Little wonder, then, that Ducasse shocked the food world last week when he announced that he was switching to a vegetable-centric menu at the Plaza-Athenée. The hotel is currently closed for renovations, and when the restaurant re-opens it will specialize in seafood, organic grains and cereals, and produce grown for him in the gardens of the Palace of Versailles (where else?). Meat will be almost nonexistent on the premises.
“The planet has increasingly rare resources,” said Ducasse in an interview, “so we have to consume more ethically, more fairly.” He views his decision as an attempt to return to “naturalness.” Some media outlets were not quite as sanguine.
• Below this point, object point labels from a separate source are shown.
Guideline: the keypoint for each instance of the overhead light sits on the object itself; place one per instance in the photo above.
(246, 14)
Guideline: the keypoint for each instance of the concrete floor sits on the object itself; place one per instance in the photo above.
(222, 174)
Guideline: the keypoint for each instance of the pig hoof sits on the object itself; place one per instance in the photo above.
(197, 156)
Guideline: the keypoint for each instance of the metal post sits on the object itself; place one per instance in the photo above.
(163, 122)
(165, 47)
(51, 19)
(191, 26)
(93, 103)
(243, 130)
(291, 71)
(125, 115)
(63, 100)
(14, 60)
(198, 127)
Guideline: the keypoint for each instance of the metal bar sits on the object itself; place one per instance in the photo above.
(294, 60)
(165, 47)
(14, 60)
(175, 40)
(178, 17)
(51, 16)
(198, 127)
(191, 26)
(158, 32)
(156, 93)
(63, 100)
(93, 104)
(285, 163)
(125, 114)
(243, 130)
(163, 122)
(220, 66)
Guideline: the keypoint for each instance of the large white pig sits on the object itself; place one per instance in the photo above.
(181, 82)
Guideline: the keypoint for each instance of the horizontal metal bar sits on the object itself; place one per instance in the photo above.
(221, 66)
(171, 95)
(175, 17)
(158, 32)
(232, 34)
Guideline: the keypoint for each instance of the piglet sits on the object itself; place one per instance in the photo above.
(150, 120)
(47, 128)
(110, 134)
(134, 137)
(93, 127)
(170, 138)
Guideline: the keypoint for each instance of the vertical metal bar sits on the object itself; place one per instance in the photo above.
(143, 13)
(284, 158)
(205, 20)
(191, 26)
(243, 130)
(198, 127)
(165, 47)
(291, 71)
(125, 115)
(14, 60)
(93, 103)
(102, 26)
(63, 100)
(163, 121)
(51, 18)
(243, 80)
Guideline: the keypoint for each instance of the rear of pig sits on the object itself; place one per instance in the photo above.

“Is this the end of haute cuisine?” asked the online edition of the Daily Mail. Even worse than the absence of animal flesh was the chef’s declaration that he was completely banning the use of cream, and also wants to use sugar as sparingly as possible. Clearly, his pastry chef is in for a bumpy ride.
In fact, Ducasse is not the first celebrated French chef to follow this path. Alain Passard, owner of the three-star L’Arpege in Paris, eliminated most meat from his menu as early as 2001. Passard supervises the farming of three kitchen gardens that grow 40 tons of organic produce each year. His business is booming, and L’Arpege is one of the capital’s most desirable tables.
Ducasse’s empire currently includes nearly 30 restaurants around the world, holding a total of 33 Michelin stars. He has declared that his approach at the Plaza-Athenée will constitute “a new expression of contemporary French haute cuisine.” Meat or no meat, he has no intention of lowering his prices: the restaurant’s set menu will continue to cost 380 Euros, or the current equivalent of $495. The cost of eating vegetables has obviously gone up.